Tony Tasillo can’t say enough kind words about The Hospital for Sick Children.
Owner and sensei of the recently re-opened Streetsville Martial Arts Karate studio, Tasillo and has family have become SickKids ambassadors and make several public appearances to accept donations on behalf of its Foundation.
It’s close to their heart because their youngest daughter Mia was born deaf and received her first of two cochlear implants before her first birthday.
“In all the speeches I give, I say SickKids gave us what God didn’t, and for that, we’ll be forever grateful,” he said.
“Without them, we’d be doing sign language, not that there’s anything wrong with it, but it’s a whole different ball game … This technology is amazing.”
Now 14, Mia is becoming versed in the family craft and is now a junior black belt in karate. She was one of many brave individuals who chopped or kicked a board on fire in half as part of Saturday’s grand re-opening ceremony for Streetsville Martial Arts Karate.
The school’s previous sensei, Wayne Arsenault, had to step aside after he was diagnosed with Alzheimer’s, and before Tasillo took over, it was close to going out of business due to financial difficulty.
Tony said breaking a board on fire is part of the testing criteria for junior black belt certification and although she was scared at first, he signed her up for a board-breaking seminar so she could grow more comfortable with it.
“She saw some of the kids doing it and saw it wasn’t that bad,” Tony said. “She overcame her fear and did it.”
Saturday’s board-breaking festivities were part of a fundraising effort for the SickKids Cochlear Implant Program.
The event raised $3,000 and counting, far more than the $1,000 or so Tony was expecting.
Cochlear implants are computer chips that are surgically implanted into the inner ear.
When Mia needed the implants, Tony remembers the government only operating on one ear at the time because it was a $125,000 surgery.
He said the government covered Mia’s first implant and the second was funded as part of a study.
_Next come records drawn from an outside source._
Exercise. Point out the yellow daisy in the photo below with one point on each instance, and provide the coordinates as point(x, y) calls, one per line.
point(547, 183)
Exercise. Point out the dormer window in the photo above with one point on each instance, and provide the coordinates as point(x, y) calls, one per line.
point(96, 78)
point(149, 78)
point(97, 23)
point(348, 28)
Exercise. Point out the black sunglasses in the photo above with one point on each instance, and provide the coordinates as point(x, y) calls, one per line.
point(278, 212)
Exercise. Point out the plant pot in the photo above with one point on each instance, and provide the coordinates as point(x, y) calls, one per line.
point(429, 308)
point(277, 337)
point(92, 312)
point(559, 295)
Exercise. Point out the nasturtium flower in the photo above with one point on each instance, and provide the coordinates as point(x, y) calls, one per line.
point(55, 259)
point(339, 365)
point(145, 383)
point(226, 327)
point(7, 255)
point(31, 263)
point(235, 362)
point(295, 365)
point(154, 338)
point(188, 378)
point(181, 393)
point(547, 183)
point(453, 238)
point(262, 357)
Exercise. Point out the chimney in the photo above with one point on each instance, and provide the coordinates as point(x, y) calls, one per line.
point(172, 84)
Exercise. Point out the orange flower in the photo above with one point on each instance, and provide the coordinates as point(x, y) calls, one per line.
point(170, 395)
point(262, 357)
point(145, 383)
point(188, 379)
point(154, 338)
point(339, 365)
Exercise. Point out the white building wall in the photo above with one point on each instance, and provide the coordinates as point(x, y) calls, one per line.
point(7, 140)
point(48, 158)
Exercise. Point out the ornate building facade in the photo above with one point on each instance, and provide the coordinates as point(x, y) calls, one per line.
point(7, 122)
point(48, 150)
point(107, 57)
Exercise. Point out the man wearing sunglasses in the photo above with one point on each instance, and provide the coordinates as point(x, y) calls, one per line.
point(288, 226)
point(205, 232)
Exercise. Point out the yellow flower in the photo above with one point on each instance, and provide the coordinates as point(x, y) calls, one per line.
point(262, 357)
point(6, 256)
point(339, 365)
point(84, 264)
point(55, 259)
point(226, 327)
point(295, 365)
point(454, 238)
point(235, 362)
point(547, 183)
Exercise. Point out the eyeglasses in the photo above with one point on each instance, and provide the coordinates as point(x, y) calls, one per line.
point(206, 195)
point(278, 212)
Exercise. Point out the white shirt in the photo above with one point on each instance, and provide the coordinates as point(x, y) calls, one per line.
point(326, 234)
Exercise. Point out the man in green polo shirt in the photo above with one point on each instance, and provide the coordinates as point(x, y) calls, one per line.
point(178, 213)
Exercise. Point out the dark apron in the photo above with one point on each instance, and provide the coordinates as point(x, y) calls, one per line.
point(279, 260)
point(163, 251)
Her first surgery was featured on the TV show Life’s Little Miracles.
Although she struggles at times with this obstacle, Tony says she treats it as a blessing in disguise.
“We made sure from the get go that she was proud of what she was wearing because the external devices can be disturbing to someone who hasn’t seen it before,” he said.
“We put diamonds on them, made them sparkly so she was always proud of them. She called them her magic fairy ears because you have the option of having a blinking light to show if they’re working or not, and we did that.”